Another challenge in studying miRNA activity in WM is that unlike with other malignancies, we were not able to associate any of the dysregulated miRNAs in WM cells with previously described cytogenetic abnormalities identified in WM tumors.[44, 45] Furthermore, all but one WM patient sample included in this analysis maintained a normal cytogenetic profile and the miRNA signature of the one patient with a reported 13q deletion was not significantly different than the other samples. This suggests that the dysregulation of miRNAs in WM may have a stronger extrinsic component, whereby soluble factors within the microenvironment regulate the expression of intratumoral miRNAs. Recent studies have defined a mechanism for cytokine-induced upregulation of mioRNAs occurring through activation of the Jak/Stat signaling pathway.[46, 47, 48] Expression of these miRNAs, which include miR-let7a and miR-21, is linked to increased cell survival and is further potentiated through their own ability to heighten Stat phosphorylation by inducing downstream transcription factors. In myeloma cells, two Stat3 binding sites were detected on the upstream enhancer of miR-21. Addition of exogenous IL-6 led to activation of Stat3, an increase in miR-21 expression and a subsequent reduction in apoptosis.[46] In WM, IL-6 and its soluble receptor have been identified as two of the most highly expressed genes, and serum levels of IL-6 are significantly higher in patients with WM than in healthy controls.[6, 49] Interestingly, our analysis has confirmed the findings of Hunter et al.[30] by also detecting significantly higher levels of miR-21 in WM cells as compared to non-malignant controls (Figure 3). This evidence may indicate the presence of an autocrine or paracrine mechanism by which high concentrations of IL-6 in the WM tumor microenvironment are responsible for the dysregulation of miR-21. However, the origins and ultimate effects of elevated miR-21 expression on WM tumor biology remain to be examined.

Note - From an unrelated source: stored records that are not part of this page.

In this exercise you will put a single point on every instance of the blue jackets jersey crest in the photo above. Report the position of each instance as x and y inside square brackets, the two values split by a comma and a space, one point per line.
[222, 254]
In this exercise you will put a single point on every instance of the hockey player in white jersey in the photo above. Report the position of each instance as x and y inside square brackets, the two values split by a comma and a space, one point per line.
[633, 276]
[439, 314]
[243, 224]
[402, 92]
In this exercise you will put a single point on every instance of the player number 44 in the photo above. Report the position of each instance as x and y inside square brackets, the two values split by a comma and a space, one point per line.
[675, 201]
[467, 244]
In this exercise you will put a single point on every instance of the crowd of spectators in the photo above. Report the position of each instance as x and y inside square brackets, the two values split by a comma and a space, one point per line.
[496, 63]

In conclusion, our genome-wide analysis has identified a unique set of differentially expressed miRNA in a heterogeneous sample of WM cells. Consistent with the results of earlier miRNA-profiling studies in WM B cells, many of the dysregulated miRNA in WM are also critical for normal hematopoiesis, suggesting that subtle changes in the expression of these regulatory miRNA may be sufficient to drive lymphomagenesis. Additionally, as the target genes for many of these miRNAs overlap, it seems unlikely that single miRNAs predict the behavior of a WM tumor, but instead, it is the intricate balance that exists between these miRNAs that controls the fate of a B lymphocyte. Future investigations into the effects of these dysregulated miRNAs, both individually and in combination, will provide further insight into the mechanisms responsible for the pathogenesis of WM.